Sfida particolare per il francese direttore tecnico della franchigia federale italiana. Dopo la sconfitta casalinga all'esordio contro il Connacht, l'ex tecnico del Bayonne chiede una prova di coraggio alla sua squadra nella trasferta al Parc des Sports Aguiléra (sabato alle ore 19).
Le Zebre sono ancora alla ricerca della prima vittoria nella storia del club, che da questa stagione ha preso il posto degli Aironi in Pro12. E il precedente può solo far sperare, visto anche che molti dei protagonisti di sabato sera lo hanno vissuto in prima persona. Nel dicembre del 2010, infatti, gli Aironi vinsero la loro prima partita proprio in Heineken Cup contro il Biarritz. In meta in quella partita andò anche Matteo Pratichetti, che sabato sarà schierato all'ala proprio come due anni fa. Pratichetti prende il posto dell'infortunato Sinoti, lasciando il posto a centro all'australiano Daniel Halangahu. Titolare nel pacchetto di mischia anche Filippo Ferrarini, autore della meta contro Connacht sabato scorso.
Christian Gajan ha comunque le idee chiare su come impostare la partita: "dovremo essere bravi nella conquista diretta. In settimana abbiamo provato allenamenti sulla velocità per aumentare il gioco sull'esterno dato che davanti Biarritz è molto forte. Possesso, dinamismo e velocità sono state le armi degli Harlequins sabato. Dovremo cercare di portare il pallone in avanzamento con passaggi veloci consecutivi al largo per metterli in difficoltà".

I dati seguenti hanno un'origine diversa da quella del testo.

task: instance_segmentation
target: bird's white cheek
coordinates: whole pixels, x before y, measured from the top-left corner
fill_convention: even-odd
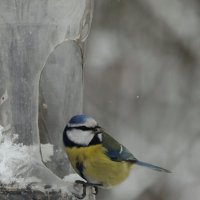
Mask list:
[[[88,145],[94,135],[91,131],[71,130],[67,132],[67,136],[75,144]]]

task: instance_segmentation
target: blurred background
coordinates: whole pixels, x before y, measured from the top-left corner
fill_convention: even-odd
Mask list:
[[[200,1],[95,1],[84,112],[139,159],[104,200],[199,200]],[[119,172],[120,173],[120,172]]]

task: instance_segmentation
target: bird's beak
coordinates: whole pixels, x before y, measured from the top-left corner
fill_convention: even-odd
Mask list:
[[[95,128],[95,134],[99,134],[99,133],[102,133],[102,132],[103,132],[103,129],[100,126],[97,126]]]

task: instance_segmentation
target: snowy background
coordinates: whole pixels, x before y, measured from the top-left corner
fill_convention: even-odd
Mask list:
[[[97,199],[198,200],[200,2],[100,0],[87,45],[84,109],[133,154],[135,168]]]

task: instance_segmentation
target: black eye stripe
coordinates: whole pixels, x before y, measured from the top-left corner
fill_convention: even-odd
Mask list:
[[[67,127],[67,130],[73,130],[73,129],[77,129],[77,130],[82,130],[82,131],[94,131],[97,128],[99,128],[99,126],[95,126],[95,127],[86,127],[86,126],[77,126],[77,127]]]

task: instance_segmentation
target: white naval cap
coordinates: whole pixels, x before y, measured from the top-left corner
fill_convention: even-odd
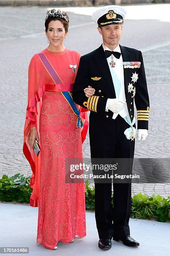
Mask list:
[[[123,24],[126,10],[119,5],[107,5],[94,12],[92,18],[101,27],[113,24]]]

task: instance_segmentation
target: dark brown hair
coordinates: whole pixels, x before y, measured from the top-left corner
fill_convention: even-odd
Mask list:
[[[66,16],[67,19],[69,21],[69,16],[67,13],[64,13],[65,15]],[[59,18],[58,17],[50,18],[49,18],[49,19],[47,19],[47,20],[46,20],[45,23],[45,26],[46,28],[46,32],[47,32],[48,29],[48,28],[49,23],[50,23],[50,21],[51,21],[51,20],[59,20],[60,21],[61,21],[63,25],[66,33],[67,33],[68,32],[69,28],[69,22],[67,22],[67,21],[66,21],[66,20],[63,20],[62,19]]]

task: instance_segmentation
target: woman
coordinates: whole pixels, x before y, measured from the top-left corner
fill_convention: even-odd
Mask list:
[[[30,205],[38,206],[37,243],[51,250],[60,241],[67,244],[76,235],[86,235],[84,184],[65,179],[66,159],[82,159],[88,126],[86,110],[79,109],[70,92],[80,55],[63,46],[69,22],[66,13],[47,12],[49,45],[33,55],[28,68],[23,150],[33,171]],[[89,87],[85,94],[94,91]],[[32,148],[36,138],[41,148],[38,156]]]

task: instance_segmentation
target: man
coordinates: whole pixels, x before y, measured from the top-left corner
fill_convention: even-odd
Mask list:
[[[93,14],[102,44],[81,58],[73,97],[90,110],[89,132],[91,159],[133,159],[136,129],[134,100],[137,112],[137,138],[147,136],[149,100],[142,53],[119,44],[125,10],[105,6]],[[95,88],[89,98],[84,90]],[[126,168],[126,166],[124,166]],[[111,248],[111,239],[129,246],[139,243],[130,236],[131,183],[95,182],[95,218],[99,247]]]

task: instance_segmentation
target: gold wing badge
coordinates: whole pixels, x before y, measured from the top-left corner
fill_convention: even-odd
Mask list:
[[[91,77],[91,78],[94,81],[99,81],[99,80],[100,80],[101,77]]]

Anche per questo Gajan ha inserito tra i titolari diversi giovani, come Trevisan estremo e Martinelli a numero 9, con altri tre ragazzi classe '90 in panchina oltre a David Odiete, talentuoso trequarti del 1993 già convocato da Brunel per un raduno della nazionale maggiore: "Quando parlo dei giovani la gente non capisce, non ne parlo più! Dirò invece che siamo una squadra nuova che è insieme da tre mesi; non è una scusa, dobbiamo lavorare tanto. Se qualcuno ha piacere nel criticare lo faccia liberamente. In tutti i campionati europei di alto livello nelle rose delle formazioni importanti ci sono massimo 4/5 giocatori di 20-23 anni. Noi ne abbiamo tanti e per di più i nostri ragazzi di questa età hanno meno maturità sportiva perché manca loro esperienza formativa di alto livello nei campionati nazionali. Bisogna farli giocare tanto, accettandone i naturali errori che a questo livello gli avversari ti fanno pagarecaro".
Il tecnico francese non si fida nemmeno di un Biarritz che, dopo aver iniziato la stagione con 4 successi in fila nel Top14, è arrivato ora a 5 sconfitte consecutive dopo il pesante k.o. contro gli Harlequins (che potrebbe aver già deciso le sorti della pool 3) e che deve fare a meno causa infortuni di due uomini come Yachvili e Harinordoquy che da anni sono un punto di riferimento tecnico e morale per i baschi di Francia: "Non vuol dire niente, hanno perso contro squadre molto forti. Mi aspetto certamente una reazione da parte loro in una competizione a cui tengono molto. Tre anni fa erano in finale dell'Heineken Cup e lottano costantemente per il titolo nel campionato francese. Sarà una gara assolutamente difficile per noi".